Ademais, essa coragem de se expor vai além da própria saúde: muitas pessoas decidem arriscar e comprometer parte de suas finanças e orçamentos para conseguir realizar as tão sonhadas intervenções. O interesse crescente pela realização destas, fez com que surgisse um novo ramo de financiamentos nas empresas: o consórcio para procedimentos estéticos. No site de uma das empresas que disponibilizam esse tipo de crédito, ainda há a equiparação de uma cirurgia plástica a “qualquer outro produto da categoria de serviços” como festas, reformas, viagens ou estudos, disponibilizando ainda a simulação de financiamentos, parcelas e juros sobre o valor final das intervenções. É claro que o planejamento orçamentário é importante nesses casos e deve, sim, se enquadrar nas condições do paciente, mas o que acende o alerta nestas situações é a banalização do tratamento e da referência a serviços que estão diretamente ligados à saúde física e, consequentemente, mental das pessoas.
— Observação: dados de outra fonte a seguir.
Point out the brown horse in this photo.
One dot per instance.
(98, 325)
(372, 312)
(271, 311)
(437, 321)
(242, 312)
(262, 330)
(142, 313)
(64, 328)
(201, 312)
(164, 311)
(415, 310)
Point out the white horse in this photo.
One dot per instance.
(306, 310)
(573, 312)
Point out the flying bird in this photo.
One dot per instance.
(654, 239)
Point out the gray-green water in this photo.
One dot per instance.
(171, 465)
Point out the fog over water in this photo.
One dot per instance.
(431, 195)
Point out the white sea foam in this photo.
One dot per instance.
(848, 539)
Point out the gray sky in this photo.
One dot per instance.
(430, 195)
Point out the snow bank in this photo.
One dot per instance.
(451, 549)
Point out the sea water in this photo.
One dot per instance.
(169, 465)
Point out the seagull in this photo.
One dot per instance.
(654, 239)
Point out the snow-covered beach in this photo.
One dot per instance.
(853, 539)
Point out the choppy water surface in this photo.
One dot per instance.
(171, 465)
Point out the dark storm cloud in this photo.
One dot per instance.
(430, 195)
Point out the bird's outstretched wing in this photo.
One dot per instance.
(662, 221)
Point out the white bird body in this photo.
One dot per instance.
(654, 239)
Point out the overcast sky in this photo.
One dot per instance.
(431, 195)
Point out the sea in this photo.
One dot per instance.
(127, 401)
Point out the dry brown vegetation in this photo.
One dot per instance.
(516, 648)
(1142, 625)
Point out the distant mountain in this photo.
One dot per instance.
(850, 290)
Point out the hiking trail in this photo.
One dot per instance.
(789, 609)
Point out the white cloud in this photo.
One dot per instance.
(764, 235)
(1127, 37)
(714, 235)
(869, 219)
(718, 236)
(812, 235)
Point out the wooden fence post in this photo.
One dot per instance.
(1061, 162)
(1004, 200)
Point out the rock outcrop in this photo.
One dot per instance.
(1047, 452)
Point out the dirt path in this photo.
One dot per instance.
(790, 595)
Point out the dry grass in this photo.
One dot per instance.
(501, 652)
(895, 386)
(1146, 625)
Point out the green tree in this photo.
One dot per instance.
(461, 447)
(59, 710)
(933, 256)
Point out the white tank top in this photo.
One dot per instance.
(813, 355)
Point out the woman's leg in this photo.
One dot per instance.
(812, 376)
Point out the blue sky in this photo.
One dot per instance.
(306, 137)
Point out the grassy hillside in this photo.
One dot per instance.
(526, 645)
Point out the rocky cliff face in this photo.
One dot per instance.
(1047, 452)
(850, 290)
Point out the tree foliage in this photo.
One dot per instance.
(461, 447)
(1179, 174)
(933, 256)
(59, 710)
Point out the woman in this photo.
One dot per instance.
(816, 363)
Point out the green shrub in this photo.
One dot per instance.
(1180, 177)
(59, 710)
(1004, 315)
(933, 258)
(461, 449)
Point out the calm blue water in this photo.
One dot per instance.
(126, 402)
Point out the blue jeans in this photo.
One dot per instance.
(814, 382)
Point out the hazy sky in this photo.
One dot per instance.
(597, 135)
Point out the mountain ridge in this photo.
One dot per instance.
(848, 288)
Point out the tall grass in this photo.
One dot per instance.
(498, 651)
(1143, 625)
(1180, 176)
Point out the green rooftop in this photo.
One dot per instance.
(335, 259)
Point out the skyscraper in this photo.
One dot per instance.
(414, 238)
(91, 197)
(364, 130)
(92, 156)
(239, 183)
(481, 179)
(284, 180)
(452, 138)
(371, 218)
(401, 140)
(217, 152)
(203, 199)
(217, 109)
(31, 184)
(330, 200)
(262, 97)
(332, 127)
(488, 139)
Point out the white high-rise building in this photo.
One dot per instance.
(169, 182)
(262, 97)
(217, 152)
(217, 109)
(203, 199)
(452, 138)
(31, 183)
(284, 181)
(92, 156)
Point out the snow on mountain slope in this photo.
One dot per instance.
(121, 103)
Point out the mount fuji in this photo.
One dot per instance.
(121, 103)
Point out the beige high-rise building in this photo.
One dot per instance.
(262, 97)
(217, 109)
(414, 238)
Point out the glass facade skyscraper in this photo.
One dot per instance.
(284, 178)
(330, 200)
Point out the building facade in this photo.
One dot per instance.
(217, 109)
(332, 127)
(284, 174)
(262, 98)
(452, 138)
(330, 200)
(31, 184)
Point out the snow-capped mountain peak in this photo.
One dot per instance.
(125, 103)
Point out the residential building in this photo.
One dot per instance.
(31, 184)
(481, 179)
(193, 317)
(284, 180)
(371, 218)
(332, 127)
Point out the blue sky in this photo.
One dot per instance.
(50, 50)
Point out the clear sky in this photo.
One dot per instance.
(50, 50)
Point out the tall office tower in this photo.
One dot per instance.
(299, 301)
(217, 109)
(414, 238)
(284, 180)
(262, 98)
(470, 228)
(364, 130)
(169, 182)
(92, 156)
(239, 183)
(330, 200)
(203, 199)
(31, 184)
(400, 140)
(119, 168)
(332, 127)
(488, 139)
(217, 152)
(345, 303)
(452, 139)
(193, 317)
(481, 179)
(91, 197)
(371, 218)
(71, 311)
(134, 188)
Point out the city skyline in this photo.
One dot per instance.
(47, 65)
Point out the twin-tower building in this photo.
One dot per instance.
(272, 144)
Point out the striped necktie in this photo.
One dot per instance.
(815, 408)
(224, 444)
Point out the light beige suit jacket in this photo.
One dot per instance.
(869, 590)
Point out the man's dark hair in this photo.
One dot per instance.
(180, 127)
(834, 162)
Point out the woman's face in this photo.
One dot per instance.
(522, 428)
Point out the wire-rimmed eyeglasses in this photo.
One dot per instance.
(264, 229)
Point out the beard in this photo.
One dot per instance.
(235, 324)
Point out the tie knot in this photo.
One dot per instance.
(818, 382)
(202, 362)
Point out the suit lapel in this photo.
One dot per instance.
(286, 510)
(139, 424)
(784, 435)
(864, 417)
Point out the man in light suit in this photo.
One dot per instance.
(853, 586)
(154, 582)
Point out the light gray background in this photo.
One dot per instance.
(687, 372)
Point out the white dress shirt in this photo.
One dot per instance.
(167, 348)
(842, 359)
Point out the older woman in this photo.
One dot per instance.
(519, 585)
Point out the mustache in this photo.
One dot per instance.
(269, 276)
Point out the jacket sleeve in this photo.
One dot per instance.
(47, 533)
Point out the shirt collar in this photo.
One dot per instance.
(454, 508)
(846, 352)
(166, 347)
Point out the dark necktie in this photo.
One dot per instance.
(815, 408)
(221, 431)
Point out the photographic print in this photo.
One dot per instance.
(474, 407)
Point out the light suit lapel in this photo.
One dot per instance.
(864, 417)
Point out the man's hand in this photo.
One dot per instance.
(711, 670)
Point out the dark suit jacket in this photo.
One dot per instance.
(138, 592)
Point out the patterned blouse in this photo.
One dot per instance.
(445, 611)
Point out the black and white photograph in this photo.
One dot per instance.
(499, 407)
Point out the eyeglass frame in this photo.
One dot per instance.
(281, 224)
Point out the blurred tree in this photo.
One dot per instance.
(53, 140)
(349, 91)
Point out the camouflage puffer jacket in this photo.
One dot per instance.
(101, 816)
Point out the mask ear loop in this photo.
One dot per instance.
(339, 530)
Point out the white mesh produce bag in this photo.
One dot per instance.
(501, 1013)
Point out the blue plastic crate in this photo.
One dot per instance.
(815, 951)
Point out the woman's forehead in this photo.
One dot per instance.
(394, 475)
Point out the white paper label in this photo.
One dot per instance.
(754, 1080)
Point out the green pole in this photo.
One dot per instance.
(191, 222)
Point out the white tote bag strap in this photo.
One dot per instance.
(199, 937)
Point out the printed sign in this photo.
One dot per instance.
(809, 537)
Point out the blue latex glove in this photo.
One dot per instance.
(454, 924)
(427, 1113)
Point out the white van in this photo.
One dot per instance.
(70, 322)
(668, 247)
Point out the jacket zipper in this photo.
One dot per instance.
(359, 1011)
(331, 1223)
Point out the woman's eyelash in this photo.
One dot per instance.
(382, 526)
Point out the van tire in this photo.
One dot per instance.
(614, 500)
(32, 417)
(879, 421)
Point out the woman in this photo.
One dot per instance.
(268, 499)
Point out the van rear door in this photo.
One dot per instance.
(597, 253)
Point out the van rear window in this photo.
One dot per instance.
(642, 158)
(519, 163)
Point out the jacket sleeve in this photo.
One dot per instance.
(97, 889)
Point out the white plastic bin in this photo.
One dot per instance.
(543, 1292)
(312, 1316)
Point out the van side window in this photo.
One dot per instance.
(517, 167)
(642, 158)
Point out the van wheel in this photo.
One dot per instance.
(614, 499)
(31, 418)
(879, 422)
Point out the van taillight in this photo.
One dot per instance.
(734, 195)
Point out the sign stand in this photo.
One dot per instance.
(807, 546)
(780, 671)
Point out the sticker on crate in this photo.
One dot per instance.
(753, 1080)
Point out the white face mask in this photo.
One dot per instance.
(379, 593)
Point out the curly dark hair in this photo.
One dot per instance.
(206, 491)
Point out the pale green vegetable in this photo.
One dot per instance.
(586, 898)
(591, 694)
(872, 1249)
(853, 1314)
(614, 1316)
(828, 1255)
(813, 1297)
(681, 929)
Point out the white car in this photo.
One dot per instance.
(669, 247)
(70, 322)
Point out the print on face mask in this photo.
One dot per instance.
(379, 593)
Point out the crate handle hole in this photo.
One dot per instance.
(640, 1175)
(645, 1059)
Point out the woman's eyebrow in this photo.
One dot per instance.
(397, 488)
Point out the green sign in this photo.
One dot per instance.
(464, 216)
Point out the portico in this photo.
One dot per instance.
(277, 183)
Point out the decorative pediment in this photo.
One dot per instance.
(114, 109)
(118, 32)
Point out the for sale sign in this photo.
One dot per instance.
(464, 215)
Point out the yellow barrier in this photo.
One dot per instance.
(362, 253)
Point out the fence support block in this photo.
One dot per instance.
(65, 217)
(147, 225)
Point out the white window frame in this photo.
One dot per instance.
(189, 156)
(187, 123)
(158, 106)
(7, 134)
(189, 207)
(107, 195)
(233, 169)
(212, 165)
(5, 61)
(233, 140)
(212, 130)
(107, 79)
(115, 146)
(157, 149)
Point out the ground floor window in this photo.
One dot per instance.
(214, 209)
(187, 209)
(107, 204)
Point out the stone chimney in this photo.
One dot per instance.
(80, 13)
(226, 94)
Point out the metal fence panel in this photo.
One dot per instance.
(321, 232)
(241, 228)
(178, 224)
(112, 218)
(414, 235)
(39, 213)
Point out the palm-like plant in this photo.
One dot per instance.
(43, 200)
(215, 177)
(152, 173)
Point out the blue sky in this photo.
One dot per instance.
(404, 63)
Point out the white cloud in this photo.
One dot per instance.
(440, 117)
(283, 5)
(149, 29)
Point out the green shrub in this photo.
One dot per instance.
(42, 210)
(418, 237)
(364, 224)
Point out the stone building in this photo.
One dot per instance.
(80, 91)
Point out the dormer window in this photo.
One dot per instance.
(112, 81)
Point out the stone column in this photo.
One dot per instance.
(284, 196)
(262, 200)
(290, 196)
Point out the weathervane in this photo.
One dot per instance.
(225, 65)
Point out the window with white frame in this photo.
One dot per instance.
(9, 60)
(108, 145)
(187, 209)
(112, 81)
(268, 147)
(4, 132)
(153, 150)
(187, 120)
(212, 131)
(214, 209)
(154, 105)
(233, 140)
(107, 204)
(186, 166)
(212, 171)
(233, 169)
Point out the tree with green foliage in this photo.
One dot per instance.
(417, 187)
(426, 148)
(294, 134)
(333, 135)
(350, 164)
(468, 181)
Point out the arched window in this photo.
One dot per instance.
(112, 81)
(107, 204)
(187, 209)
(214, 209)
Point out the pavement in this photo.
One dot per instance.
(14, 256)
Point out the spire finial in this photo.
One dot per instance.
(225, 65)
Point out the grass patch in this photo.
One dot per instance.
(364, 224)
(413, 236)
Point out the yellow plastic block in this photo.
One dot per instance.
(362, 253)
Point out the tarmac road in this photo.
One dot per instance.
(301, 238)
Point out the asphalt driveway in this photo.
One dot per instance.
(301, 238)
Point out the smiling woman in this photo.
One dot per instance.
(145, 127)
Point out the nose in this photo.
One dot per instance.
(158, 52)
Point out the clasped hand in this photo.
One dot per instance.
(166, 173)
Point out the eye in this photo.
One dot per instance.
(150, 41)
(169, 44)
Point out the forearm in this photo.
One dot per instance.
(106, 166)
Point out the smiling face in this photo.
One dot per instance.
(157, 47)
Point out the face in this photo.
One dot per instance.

[Imagem: Reprodução Metrópoles]

Nesse sentido, tal facilitação do acesso ao crédito para a realização de intervenções contribui para outro cenário que tem se tornado cada vez mais comum: o aumento de procedimentos estéticos entre os jovens que, de acordo com uma matéria publicada pelo Jornal da USP, cresceu em mais de 140%. Motivada pela insatisfação com a própria imagem, e a dificuldade de se encaixar nos – constantemente alterados – padrões difundidos nas redes sociais, a juventude contemporânea usa da coragem característica da idade para se arriscar em centros cirúrgicos e salas de clínicas. Essa mesma juventude é a que passa a adentrar o mercado de trabalho com cada vez mais fervor e, ao adquirir sua independência financeira, encontra sua oportunidade de satisfazer seus desejos momentâneos, causados por um número crescente de procedimentos disponíveis e condições financeiras favoráveis para realizá-los. 

Por fim, é importante destacar e esclarecer que a crítica não é em relação às intervenções estéticas e nem a seus adeptos, muito pelo contrário, mudanças são bem-vindas e, algumas vezes, necessárias, inclusive na área da beleza. O importante é cada um se sentir bem, feliz e confortável, e está tudo bem se, para isso, certas “alterações” queiram ser feitas. Porém, é imprescindível a lembrança de que a beleza é subjetiva e, por isso mesmo, ela se faz presente em cada um de nós da forma como somos, independentemente de qualquer padrão. Um antigo dizer popular menciona que “a beleza dói”, mas o que dói mais ainda é viver em função de tentar atingir um ideal inatingível.

Um comentário em “Pretty Hurts: vale tudo para atingir um ideal inatingível?

  1. Texto bastante esclarecedor sobre a “ditadura da beleza” que vivemos atualmente. A autora analisa de forma pormenorizada e holística todos os aspectos concernentes a esse universo, desde os impactos na saúde até os aspectos financeiros. Super indico!